While these questions were originally my own, they were mirrored by the institution where I first started my studies. Fellow students told me I was probably in the wrong school, when I said I liked writing but also liked other things. The words “wrong path” were even used by one classmate. And so began a decade of jaggedly breaking away from writing. If I couldn’t do it the way I thought it was supposed to look, then I felt like I didn’t belong in the race at all.

I had spent many years thinking that who I am, who I was meant to be, was someone who just couldn’t make the cut. A lost someone who had a couple tricks in the bag, but not enough passion or direction to put them to use, not enough for a full set. 

The power of suggestion is a power for a reason; I started to believe this idea so fiercely, I would tell anyone who would listen. And even anyone who wouldn’t. ‘I’m NOT a writer;’ If you’re thinking about all the energy it takes to campaign and soapbox, I can confirm; it’s exhausting. I wandered and tried things and hated things and gave up, over and over, and almost rarely took my own side. 

I bounced around the country and took care of other people’s kids and restaurants and dogs and wondered if I would find a place for me.
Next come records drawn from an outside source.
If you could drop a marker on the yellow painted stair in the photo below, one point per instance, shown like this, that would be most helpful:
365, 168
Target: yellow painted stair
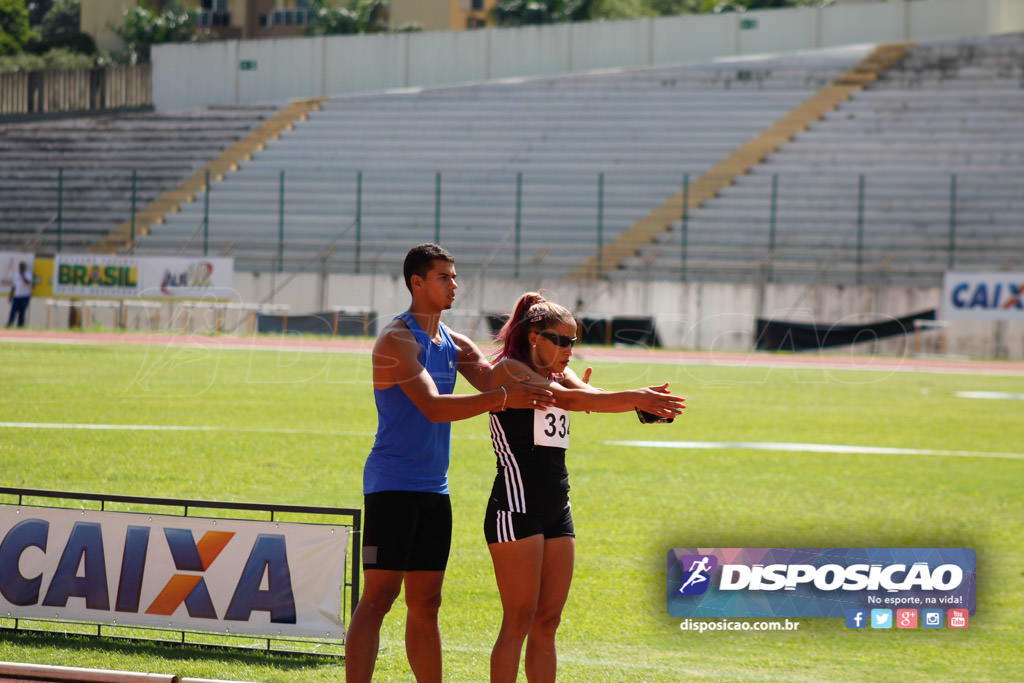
740, 161
120, 239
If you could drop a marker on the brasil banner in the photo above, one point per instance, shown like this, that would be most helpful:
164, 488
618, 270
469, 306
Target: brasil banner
150, 278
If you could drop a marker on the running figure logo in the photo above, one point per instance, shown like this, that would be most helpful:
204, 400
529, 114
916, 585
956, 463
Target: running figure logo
696, 573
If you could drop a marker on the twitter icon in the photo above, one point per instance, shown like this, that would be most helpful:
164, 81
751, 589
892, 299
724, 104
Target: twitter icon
882, 619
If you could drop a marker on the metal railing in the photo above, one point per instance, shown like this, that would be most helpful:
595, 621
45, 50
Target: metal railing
75, 90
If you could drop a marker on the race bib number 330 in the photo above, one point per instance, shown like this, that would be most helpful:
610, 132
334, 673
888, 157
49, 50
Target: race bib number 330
551, 428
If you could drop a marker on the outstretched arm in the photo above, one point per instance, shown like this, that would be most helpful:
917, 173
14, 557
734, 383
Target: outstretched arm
396, 361
571, 393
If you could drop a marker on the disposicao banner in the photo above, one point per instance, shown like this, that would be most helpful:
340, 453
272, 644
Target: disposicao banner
195, 573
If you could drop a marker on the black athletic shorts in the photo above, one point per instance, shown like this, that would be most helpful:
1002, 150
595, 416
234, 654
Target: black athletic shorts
407, 530
504, 526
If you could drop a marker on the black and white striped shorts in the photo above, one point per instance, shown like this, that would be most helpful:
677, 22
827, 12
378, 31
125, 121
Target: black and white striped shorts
504, 526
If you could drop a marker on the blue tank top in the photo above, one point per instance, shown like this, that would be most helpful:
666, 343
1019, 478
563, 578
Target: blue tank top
410, 452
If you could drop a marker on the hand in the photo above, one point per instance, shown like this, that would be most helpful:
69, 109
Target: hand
657, 400
586, 379
524, 394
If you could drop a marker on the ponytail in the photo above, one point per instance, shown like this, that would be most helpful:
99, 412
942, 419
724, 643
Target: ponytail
531, 312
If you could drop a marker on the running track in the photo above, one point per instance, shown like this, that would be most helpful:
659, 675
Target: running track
585, 353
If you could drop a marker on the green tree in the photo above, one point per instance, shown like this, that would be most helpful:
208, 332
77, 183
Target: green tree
62, 18
716, 5
530, 12
14, 30
37, 10
359, 16
143, 28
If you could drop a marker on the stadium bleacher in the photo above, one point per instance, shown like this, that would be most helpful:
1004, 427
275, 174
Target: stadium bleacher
90, 163
642, 129
918, 173
939, 141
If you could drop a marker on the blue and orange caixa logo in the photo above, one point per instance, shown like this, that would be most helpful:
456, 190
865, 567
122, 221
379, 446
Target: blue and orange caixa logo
77, 568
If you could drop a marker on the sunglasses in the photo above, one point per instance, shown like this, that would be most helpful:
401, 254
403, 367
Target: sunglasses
558, 340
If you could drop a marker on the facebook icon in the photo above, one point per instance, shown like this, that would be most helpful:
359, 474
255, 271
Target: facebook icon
856, 619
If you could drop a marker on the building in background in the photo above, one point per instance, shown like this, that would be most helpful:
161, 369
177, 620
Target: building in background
440, 14
280, 18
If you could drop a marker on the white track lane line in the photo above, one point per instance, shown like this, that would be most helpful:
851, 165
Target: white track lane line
812, 447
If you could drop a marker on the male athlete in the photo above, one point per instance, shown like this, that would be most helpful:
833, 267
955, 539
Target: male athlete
407, 530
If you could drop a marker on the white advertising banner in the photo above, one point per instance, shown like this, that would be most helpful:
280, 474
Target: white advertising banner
196, 573
150, 278
983, 296
8, 267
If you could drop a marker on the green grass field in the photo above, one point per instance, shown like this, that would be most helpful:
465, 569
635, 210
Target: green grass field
294, 428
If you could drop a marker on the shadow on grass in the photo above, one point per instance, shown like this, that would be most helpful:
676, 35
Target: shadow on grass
168, 652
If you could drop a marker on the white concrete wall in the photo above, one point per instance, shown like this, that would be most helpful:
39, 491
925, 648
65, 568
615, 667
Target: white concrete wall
692, 315
197, 75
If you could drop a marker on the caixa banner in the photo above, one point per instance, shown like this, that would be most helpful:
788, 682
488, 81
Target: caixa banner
816, 582
271, 579
983, 296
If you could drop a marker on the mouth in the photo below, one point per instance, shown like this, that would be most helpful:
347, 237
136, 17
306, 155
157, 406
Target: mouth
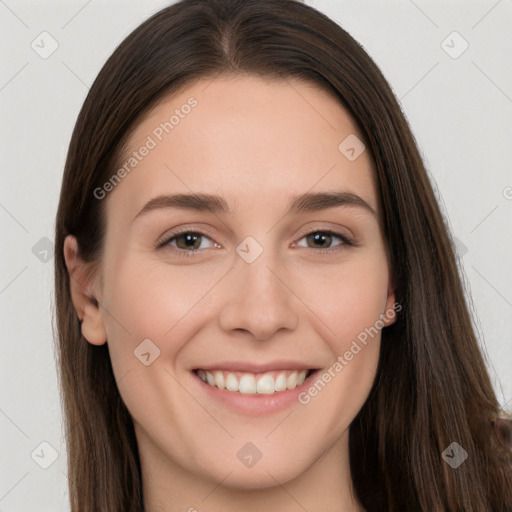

While I can’t credit Queen Joan entirely for shaking my brain still, her words on her own route have given me pause over and over, and then over again:

“During those years I was traveling on what I knew to be a very shaky passport, forged papers: I knew that I was no legitimate resident in any world of ideas. All I knew then was what I wasn’t, and it took me some years to discover what I was. Which was a writer.”

And just like that, I was stunned once more. ‘But I didn’t know. I didn’t know things could be like this.’ 

To read Joan Didion’s words on writing, on what being a writer could look like, has been crucial in cementing the rumblings and rumors that have made themselves at home in the back of my brain for the past 20 years. Joan was a sorceress on the page, but only admitted to simply showing up because she had to, because writing helped her make sense of things. 

Her memoirs were crushing in a way that felt so good to feel, even when the feelings broke us. 

Her reporting somehow carried such emotion that I would pour back over her sentences, trying to dissect the pieces to find the source, but never could. And I never will. Because that’s Didion’s magic power, and the literary world, all the worlds, were and are forever impacted. 

I don’t pretend to put myself in any close proximity to this legend, of this scale, this untouchable ocean, but it is a true honor to find footing on the page knowing she was always doing the same.